API Callbacks
The VMP Security plugin mostly initiates outbound requests to our infrastructure. A small set of features require us to make inbound requests to your site instead — for example, verifying your visitor-IP detection by hitting your site from outside, or starting a scan when your site cannot trigger its own scan via WP-Cron. This article covers how to identify and allow those inbound calls if your site or hosting environment filters them.
In This Article
- What API callbacks are
- Identifying callbacks in your logs
- Allowing callbacks through firewalls and CDNs
- Disabling features that require callbacks
What API callbacks are
An API callback is an HTTP request made from our infrastructure to your site. The plugin uses callbacks for a handful of specific things:
- IP detection verification. When you change the visitor-IP detection setting, we hit your site from outside to confirm the configuration is reading the IP correctly. URLs containing
detectProxyin the path are this kind of check. - Scan dispatch. If your site cannot start a scan from its own cron (because WP-Cron is disabled and no replacement cron is set up), Portal can trigger a scan by calling into the site.
- Portal sync. Sites connected to Portal periodically receive sync requests for configuration pushes, scan starts, or audit-log fetches initiated from Portal.
Most plugin features do not need callbacks at all — the rules updates, signature updates, vulnerability data, and license checks are all initiated by the plugin reaching out. Callbacks are reserved for the small number of features where outside-in verification is genuinely needed.
Identifying callbacks in your logs
Callbacks are easy to identify in access logs by their User-Agent strings. The plugin’s callbacks set one of these:
VMP Security API/1.0 (+https://www.vmpsecurity.com/help/api-callbacks/)VMP Security Portal API v1.0
The User-Agent links back to this help page so a curious administrator looking at server logs can find context for the request without having to ask.
Callbacks come from a known set of source IPs in our outbound infrastructure. The current list is published in the Advanced information article, on a page kept up-to-date as we add or remove infrastructure.

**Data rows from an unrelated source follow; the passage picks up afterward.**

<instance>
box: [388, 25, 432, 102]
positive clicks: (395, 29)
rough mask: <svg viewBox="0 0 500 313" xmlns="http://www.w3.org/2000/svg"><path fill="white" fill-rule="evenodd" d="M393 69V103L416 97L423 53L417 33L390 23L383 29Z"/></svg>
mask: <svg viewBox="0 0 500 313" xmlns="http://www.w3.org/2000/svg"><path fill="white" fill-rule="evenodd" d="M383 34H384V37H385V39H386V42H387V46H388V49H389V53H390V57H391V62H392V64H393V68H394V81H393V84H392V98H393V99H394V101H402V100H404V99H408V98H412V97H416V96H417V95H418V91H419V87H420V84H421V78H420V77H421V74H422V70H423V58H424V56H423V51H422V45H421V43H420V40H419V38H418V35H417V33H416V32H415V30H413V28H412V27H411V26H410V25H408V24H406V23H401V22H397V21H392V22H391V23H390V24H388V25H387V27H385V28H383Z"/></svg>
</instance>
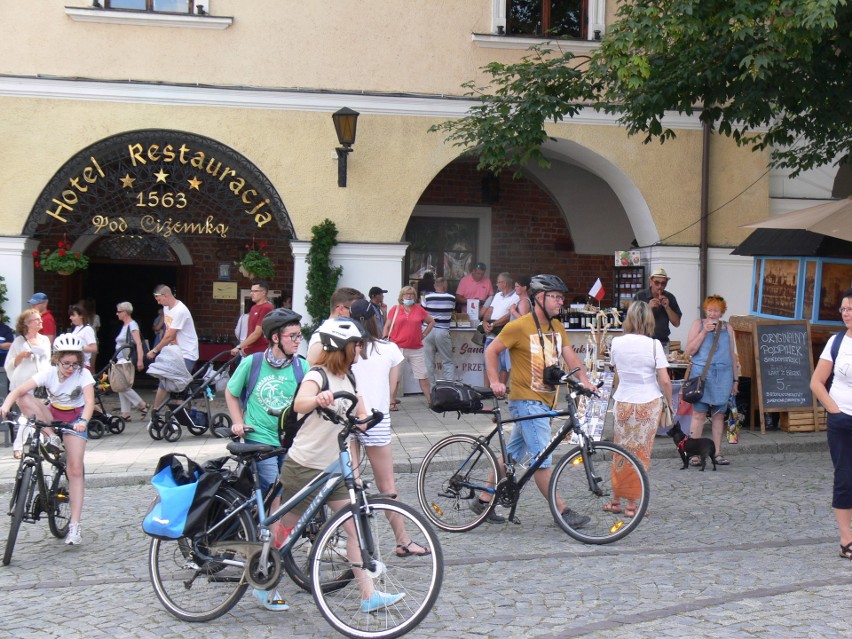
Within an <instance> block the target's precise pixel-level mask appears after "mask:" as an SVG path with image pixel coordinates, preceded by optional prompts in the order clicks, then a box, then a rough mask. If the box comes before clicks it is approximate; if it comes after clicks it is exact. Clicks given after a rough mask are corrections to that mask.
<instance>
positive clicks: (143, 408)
mask: <svg viewBox="0 0 852 639" xmlns="http://www.w3.org/2000/svg"><path fill="white" fill-rule="evenodd" d="M115 314H116V315H117V316H118V319H120V320H121V322H122V326H121V330H120V331H119V332H118V335H116V337H115V352H116V353H119V351H121V352H120V353H119V356H118V359H117V361H118V362H134V363H135V364H136V370H137V371H138V372H140V373H141V372H142V369H144V368H145V352H144V350H143V349H142V338H141V337H140V336H139V324H137V323H136V321H135V320H134V319H133V304H131V303H130V302H120V303H119V304H117V305H116V307H115ZM127 346H130V349H127V348H125V347H127ZM121 349H124V350H121ZM118 401H119V402H120V403H121V418H122V419H123V420H124V421H126V422H129V421H130V420H131V419H132V418H133V416H132V415H131V414H130V407H131V406H135V407H136V408H138V409H139V412H140V413H141V414H142V418H143V419H144V418H145V416H146V415H147V414H148V404H146V403H145V400H143V399H142V398H141V397H139V393H137V392H136V391H135V390H133V389H132V388H129V389H127V390H126V391H124V392H123V393H119V394H118Z"/></svg>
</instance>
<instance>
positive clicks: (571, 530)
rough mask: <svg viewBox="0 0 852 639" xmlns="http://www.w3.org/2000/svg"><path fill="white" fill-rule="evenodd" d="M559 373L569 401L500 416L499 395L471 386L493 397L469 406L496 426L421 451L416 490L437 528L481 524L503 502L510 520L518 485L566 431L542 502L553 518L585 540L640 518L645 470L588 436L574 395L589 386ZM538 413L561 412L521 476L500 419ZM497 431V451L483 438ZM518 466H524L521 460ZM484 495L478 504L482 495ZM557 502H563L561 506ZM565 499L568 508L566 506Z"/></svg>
mask: <svg viewBox="0 0 852 639" xmlns="http://www.w3.org/2000/svg"><path fill="white" fill-rule="evenodd" d="M578 370H579V369H575V370H573V371H571V372H570V373H567V374H563V375H562V376H561V378H560V380H559V383H560V384H566V385H567V386H568V388H569V389H570V393H569V395H568V398H567V400H568V401H567V403H568V405H567V407H566V408H565V409H564V410H559V411H557V410H553V411H550V412H548V413H546V414H544V415H533V416H526V417H517V418H513V419H503V417H502V413H501V408H500V406H499V403H498V398H497V397H495V396H494V393H493V392H491V390H490V389H488V388H479V387H477V388H474V389H473V390H474V391H475V392H476V393H478V394H479V396H480V398H481V399H491V400H493V403H492V407H491V408H484V409H480V410H473V411H469V412H471V413H480V414H484V415H488V416H489V417H491V419H492V420H493V421H494V422H495V424H496V426H495V427H494V430H492V431H491V433H490V434H488V435H486V436H485V437H474V436H472V435H450V436H449V437H446V438H444V439H442V440H441V441H439V442H438V443H437V444H435V445H434V446H433V447H432V448H431V449H429V451H428V452H427V453H426V456H425V457H424V459H423V462H422V464H421V465H420V470H419V472H418V475H417V498H418V500H419V502H420V506H421V508H422V509H423V512H424V513H426V516H427V517H428V518H429V520H430V521H431V522H432V523H433V524H435V525H436V526H437V527H438V528H440V529H441V530H446V531H448V532H466V531H468V530H472V529H473V528H476V527H477V526H479V525H480V524H481V523H482V522H483V521H485V520H486V519H487V518H488V517H489V516H491V513H492V512H493V511H494V509H495V508H496V507H497V506H498V505H499V506H503V507H505V508H509V509H510V510H509V515H508V519H509V521H512V522H514V523H516V524H518V523H520V521H519V520H518V519H517V518H516V517H515V510H516V509H517V506H518V501H519V499H520V495H521V491H522V490H523V488H524V486H526V484H527V482H529V481H530V480H531V479H532V478H533V474H534V473H535V471H536V470H538V469H539V467H540V466H541V464H542V462H543V461H544V459H545V458H546V457H547V456H548V455H550V454H551V453H552V452H553V451H554V450H556V447H557V446H559V444H560V443H562V441H563V440H565V439H566V436H571V435H572V434H573V437H574V438H575V440H576V441H577V442H579V445H577V446H576V447H575V448H572V449H571V450H569V451H568V453H567V454H566V455H564V456H563V457H562V458H561V459H559V461H557V462H556V464H555V465H554V466H553V475H552V477H551V479H550V486H549V489H548V496H547V502H548V504H549V506H550V512H551V514H552V515H553V518H554V520H555V521H556V524H557V525H558V526H559V527H560V528H561V529H562V530H564V531H565V532H566V533H568V534H569V535H571V537H573V538H574V539H577V540H578V541H582V542H584V543H588V544H608V543H611V542H614V541H617V540H619V539H621V538H623V537H625V536H626V535H628V534H630V532H631V531H633V530H634V529H635V528H636V527H637V526H638V525H639V522H641V521H642V517H643V516H644V515H645V510H646V509H647V507H648V500H649V499H650V486H649V484H648V476H647V474H646V473H645V468H644V467H643V465H642V464H641V463H640V462H639V461H638V460H637V459H636V457H634V455H633V454H632V453H630V452H629V451H627V450H626V449H625V448H623V447H622V446H620V445H618V444H615V443H613V442H609V441H594V440H593V439H592V438H591V437H589V435H588V434H587V433H586V432H585V431H584V430H583V428H582V425H581V424H580V422H579V421H578V419H577V407H576V398H577V396H578V395H585V396H587V397H591V396H592V395H593V394H594V392H595V390H594V389H588V388H585V387H584V386H583V385H582V384H580V383H579V382H578V381H576V380H574V379H572V378H571V377H570V376H571V375H573V374H574V373H576V372H577V371H578ZM539 417H550V418H551V419H552V420H560V421H561V422H562V423H561V425H560V426H559V427H558V429H557V431H556V433H555V434H554V435H553V438H552V439H551V440H550V443H549V444H548V445H547V447H546V448H545V449H544V450H543V451H542V452H541V453H540V454H539V455H538V456H537V457H534V458H532V459H530V460H529V465H528V467H527V468H526V470H525V471H523V473H522V474H520V476H518V475H517V474H516V466H521V464H520V463H519V461H521V462H524V464H526V462H525V461H524V460H513V459H512V458H511V457H510V456H509V454H508V452H507V451H506V440H505V436H504V434H503V426H504V425H505V424H513V423H518V422H522V421H527V420H530V419H537V418H539ZM495 437H496V439H497V444H498V445H499V447H500V452H501V457H500V463H498V460H497V457H496V456H495V454H494V452H493V451H492V450H491V448H490V447H489V445H490V444H491V443H492V442H493V441H494V439H495ZM521 467H522V466H521ZM483 495H485V496H489V497H490V501H488V503H487V504H483V503H482V501H481V499H480V498H481V497H482V496H483ZM560 503H561V504H564V506H562V507H561V508H560ZM565 506H567V509H566V508H565Z"/></svg>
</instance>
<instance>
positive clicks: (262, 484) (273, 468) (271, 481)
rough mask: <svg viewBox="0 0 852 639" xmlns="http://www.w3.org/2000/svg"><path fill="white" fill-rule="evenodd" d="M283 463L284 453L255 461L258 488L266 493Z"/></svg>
mask: <svg viewBox="0 0 852 639" xmlns="http://www.w3.org/2000/svg"><path fill="white" fill-rule="evenodd" d="M247 441H248V440H247ZM283 463H284V455H276V456H275V457H269V458H267V459H261V460H260V461H258V462H257V476H258V479H260V490H261V492H262V493H263V494H266V489H267V488H269V487H270V486H271V485H272V484H274V483H275V480H276V479H278V475H280V474H281V464H283Z"/></svg>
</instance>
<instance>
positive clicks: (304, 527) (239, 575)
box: [148, 392, 444, 638]
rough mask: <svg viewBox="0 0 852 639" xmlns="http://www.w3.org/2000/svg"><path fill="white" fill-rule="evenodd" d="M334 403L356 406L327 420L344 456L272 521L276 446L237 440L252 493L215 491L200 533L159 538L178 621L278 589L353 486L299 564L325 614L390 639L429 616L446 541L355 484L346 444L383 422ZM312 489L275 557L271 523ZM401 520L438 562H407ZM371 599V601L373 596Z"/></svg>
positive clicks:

Always cross-reference an IP against the published list rather than treating the User-Agent string alone as authoritative; User-Agent strings can be forged.
Allowing callbacks through firewalls and CDNs
If your site is behind a CDN with strict bot protection, or if your host runs an aggressive WAF, our callbacks may be blocked. Symptoms include:
- The visitor-IP detection check on the All Options page reports that we cannot reach the site.
- Portal-initiated scan starts time out.
- Connectivity tests on the Diagnostics page show callback paths failing.
To fix, allowlist our outbound IP ranges in your CDN or host firewall. The current ranges are listed on the Advanced article’s Servers and IP Addresses section. Most CDNs have a documented procedure for adding source-IP allowlists; the procedure is the same regardless of which IP ranges you are allowing.
Disabling features that require callbacks
If you do not want to allow inbound callbacks at all (some sites have hard requirements that all traffic must come through specific channels), you can disable the features that need them:
- Skip the visitor-IP detection check; configure the IP source manually based on your knowledge of your CDN/proxy chain.
- Set up a real cron job that calls
wp-cron.phpon a 1-5 minute schedule, so scans dispatch from inside the site rather than needing an outside push. - Do not connect the site to Portal. The plugin still works without Portal; you just lose the centralized-management features.
None of these are recommended unless you have a specific reason. Allowing the callback IPs is much simpler than working around them.